B. The funds to be provided hereunder will be used for personnel and non-
personnel costs associated with operation of the Murphy Center from [date]
to [date]. Agency will document how the City funds are spent and will
prepare a detailed expense report to submit to the City for review and
approval.
C. Agency will work to ensure a smooth transition of ownership and operation
for the Murphy Center from United Way to Serve 6.8, including development
of an appropriate new homeless service delivery model; continuation of the
existing functions of the Murphy Center as a one-stop center and entry point
for homeless services; and ensuring that the process and conditions for
transfer of the facility are as transparent and inclusive of critical
stakeholders as is reasonably possible.
D. Agency will arrange for the City to have a representative on the new
advisory/leadership board of the Murphy Center.

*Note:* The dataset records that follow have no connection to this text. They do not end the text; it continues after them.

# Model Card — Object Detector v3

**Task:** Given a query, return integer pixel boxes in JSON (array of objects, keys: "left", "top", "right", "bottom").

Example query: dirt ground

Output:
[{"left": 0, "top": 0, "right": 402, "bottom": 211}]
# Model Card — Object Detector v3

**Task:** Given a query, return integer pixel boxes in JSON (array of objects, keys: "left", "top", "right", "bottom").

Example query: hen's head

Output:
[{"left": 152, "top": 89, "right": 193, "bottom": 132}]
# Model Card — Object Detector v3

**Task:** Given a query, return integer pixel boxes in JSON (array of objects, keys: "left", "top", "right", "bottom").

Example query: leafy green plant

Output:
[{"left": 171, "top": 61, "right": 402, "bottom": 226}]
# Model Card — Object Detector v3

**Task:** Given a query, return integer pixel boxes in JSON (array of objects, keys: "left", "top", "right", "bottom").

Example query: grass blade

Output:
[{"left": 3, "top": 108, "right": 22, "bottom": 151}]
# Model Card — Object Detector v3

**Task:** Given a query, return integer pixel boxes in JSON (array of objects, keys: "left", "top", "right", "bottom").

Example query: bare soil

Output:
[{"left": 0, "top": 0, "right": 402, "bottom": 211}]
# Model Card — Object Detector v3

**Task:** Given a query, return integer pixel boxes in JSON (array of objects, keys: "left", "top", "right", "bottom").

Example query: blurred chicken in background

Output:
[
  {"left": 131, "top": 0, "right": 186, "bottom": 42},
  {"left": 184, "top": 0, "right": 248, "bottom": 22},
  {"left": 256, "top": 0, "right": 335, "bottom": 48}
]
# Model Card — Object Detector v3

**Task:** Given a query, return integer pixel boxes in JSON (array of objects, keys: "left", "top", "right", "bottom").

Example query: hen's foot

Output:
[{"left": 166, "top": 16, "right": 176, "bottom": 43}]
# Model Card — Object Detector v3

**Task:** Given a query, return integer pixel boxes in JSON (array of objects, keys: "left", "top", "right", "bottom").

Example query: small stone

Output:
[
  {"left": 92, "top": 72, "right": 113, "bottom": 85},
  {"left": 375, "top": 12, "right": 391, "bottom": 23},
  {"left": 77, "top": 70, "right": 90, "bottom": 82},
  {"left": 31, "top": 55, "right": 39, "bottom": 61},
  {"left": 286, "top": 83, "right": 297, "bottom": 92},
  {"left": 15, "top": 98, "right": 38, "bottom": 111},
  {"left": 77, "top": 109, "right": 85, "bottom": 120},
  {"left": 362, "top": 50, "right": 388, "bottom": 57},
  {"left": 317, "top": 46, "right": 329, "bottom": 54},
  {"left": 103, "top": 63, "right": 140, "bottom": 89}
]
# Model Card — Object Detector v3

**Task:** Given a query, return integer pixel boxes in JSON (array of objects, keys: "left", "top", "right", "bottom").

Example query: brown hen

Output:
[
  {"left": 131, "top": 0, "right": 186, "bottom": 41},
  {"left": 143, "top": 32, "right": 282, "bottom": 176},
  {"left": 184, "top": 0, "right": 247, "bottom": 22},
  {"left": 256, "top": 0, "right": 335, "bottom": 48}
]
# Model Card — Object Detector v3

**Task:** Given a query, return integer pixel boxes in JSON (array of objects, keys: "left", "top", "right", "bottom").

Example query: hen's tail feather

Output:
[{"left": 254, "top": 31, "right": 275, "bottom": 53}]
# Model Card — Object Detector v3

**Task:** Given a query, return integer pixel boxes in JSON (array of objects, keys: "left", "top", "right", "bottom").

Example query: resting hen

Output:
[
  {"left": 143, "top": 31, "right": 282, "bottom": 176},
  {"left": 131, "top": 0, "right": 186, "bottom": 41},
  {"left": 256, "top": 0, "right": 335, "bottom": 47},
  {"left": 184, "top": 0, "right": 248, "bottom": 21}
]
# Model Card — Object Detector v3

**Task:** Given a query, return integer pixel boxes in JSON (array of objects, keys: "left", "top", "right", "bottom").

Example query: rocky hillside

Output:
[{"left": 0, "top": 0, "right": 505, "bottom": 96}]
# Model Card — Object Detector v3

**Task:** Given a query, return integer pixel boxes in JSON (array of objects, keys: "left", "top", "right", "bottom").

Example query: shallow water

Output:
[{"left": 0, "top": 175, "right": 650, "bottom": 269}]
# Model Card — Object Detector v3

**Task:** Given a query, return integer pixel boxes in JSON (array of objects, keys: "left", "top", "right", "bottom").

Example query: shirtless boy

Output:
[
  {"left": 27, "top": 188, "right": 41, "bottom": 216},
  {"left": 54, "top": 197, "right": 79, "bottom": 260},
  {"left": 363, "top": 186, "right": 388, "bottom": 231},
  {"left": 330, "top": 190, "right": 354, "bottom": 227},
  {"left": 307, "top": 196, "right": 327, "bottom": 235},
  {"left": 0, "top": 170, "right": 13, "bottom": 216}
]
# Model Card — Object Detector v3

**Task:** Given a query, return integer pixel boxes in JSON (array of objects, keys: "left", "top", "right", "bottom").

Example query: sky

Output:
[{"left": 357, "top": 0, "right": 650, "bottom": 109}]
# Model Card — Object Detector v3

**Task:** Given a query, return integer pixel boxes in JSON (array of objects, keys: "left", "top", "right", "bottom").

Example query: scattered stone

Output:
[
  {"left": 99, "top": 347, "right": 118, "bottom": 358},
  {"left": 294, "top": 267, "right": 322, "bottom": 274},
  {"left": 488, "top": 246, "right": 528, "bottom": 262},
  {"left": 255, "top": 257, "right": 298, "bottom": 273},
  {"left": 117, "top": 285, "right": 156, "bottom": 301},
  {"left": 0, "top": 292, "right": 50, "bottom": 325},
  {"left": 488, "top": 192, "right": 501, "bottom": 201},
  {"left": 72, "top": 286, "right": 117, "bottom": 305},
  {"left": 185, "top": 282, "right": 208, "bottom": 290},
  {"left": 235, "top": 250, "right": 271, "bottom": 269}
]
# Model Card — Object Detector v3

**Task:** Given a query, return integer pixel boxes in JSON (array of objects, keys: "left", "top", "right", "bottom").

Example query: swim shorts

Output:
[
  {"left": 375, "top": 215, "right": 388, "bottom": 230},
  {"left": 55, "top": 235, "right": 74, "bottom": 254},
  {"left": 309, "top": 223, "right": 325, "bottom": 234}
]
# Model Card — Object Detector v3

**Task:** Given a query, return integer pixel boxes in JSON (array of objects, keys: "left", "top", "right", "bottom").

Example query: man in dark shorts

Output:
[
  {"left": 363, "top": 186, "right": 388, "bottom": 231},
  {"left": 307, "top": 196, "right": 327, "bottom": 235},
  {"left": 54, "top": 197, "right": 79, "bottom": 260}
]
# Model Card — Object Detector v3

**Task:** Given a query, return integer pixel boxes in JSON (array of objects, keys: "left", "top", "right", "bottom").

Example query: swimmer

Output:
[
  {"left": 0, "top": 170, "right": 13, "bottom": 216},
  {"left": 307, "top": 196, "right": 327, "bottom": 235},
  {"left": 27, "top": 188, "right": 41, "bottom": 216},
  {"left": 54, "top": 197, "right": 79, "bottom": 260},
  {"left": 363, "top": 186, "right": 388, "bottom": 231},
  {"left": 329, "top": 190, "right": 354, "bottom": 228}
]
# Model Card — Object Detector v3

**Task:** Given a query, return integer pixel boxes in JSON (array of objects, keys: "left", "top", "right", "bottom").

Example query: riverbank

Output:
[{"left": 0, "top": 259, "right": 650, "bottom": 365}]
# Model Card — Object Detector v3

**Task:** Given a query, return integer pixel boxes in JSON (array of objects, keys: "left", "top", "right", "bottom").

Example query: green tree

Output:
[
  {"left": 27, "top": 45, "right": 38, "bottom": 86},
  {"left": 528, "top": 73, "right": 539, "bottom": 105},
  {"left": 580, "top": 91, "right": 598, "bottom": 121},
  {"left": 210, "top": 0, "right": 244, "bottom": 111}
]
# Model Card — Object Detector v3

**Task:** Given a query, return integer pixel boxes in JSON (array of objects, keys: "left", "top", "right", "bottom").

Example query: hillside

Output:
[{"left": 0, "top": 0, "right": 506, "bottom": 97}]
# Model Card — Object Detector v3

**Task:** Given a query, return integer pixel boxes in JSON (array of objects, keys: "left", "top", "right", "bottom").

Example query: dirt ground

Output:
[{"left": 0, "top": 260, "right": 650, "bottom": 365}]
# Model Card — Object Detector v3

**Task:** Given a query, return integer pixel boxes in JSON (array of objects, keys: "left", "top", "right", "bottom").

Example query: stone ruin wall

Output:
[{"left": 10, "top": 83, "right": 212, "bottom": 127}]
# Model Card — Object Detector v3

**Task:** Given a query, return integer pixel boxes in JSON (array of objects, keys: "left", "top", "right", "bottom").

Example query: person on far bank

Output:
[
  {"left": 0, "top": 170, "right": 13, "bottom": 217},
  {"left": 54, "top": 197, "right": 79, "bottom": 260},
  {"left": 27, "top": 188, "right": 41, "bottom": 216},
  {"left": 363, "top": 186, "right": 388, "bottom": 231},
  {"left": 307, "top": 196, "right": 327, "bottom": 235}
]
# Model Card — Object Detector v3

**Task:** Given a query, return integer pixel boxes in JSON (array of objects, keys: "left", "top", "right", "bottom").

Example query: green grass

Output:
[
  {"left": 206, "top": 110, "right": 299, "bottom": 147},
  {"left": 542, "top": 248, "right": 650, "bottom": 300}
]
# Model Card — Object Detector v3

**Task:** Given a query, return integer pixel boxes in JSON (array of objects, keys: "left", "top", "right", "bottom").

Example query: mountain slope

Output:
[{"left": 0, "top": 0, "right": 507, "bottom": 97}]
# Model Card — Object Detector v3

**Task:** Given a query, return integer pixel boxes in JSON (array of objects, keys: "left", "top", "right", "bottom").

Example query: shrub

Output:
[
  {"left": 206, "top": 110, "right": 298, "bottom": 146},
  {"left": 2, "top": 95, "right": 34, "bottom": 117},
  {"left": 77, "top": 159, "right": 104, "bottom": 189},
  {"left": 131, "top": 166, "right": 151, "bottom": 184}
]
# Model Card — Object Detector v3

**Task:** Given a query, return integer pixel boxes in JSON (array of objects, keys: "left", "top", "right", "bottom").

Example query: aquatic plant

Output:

E. The City may monitor the performance of Agency against goals and
standards required herein. Substandard performance as determined by the
City will constitute non-compliance with this Agreement. If Agency does not
take action to correct such substandard performance within a reasonable
period of time after being notified by the City, the City may terminate this
Agreement.
2. Time of Performance/Term of Agreement.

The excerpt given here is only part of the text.